Evaluate Model on Test dataset (PPL)

Hi guys,

i am kinda new to hugginface and have a question regarding the PPL.
So what i have is, i fine-tuned a model and at the end of the traning i get the PPL
for the dev dataset by doing:

eval_results = trainer.evaluate()
print(f"Perplexity: {math.exp(eval_results['eval_loss']):.2f}")

However, in my DatasetsDict I have train, dev and test and also want to get the PPL
for the test set. Is there any simple way do get it done?

Best regards
Chris

Hey Chris, i’m a begginer as well but i think you could try using EvalPrediction. You pass your test_set and it’s labels and then you should get your loss at the specific set.

Hi @Felipehonorato ,

thanks for your response. I am not sure if i understood it correct.
In the doc you send it says it’s used to compute the metrics.
So if i get it right, it just returns an object of the class EvalPrediction.

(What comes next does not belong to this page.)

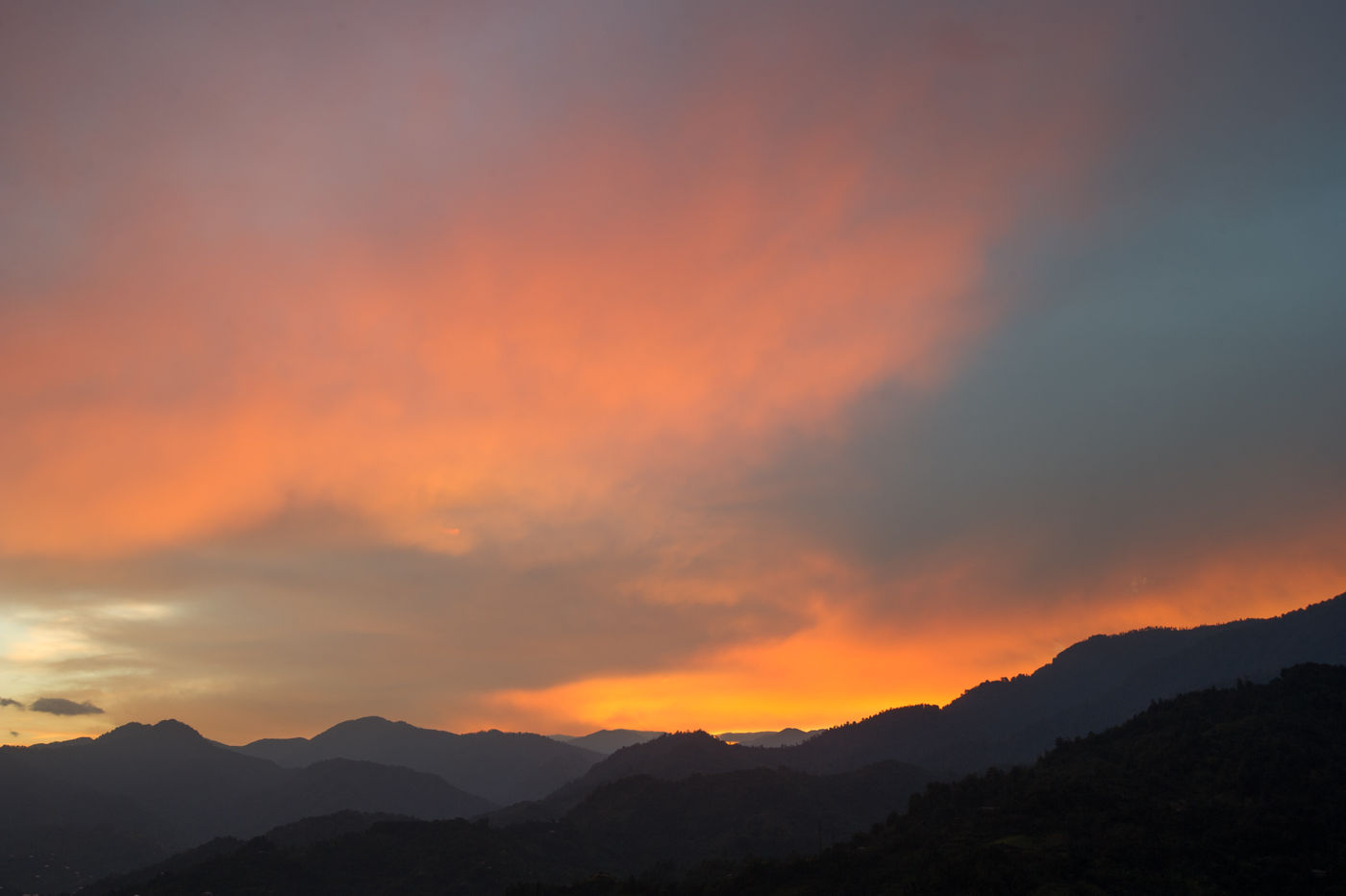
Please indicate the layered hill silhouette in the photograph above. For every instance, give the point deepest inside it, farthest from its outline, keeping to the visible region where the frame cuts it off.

However, what i would like to have is the loss itself.
I found i could use trainer.predict(test_dataset) but it always gives me and error:

untimeError: CUDA out of memory. Tried to allocate

So i don’t really get why trainer.evaluate() works but predict does not. Any ideas?

Also it would be useful if anyone could send me link where the difference between
trainer.predict() and trainer.prediction_loop() , .trainer.prediction_step() is explained in detail.

Did you try decreasing the batch size?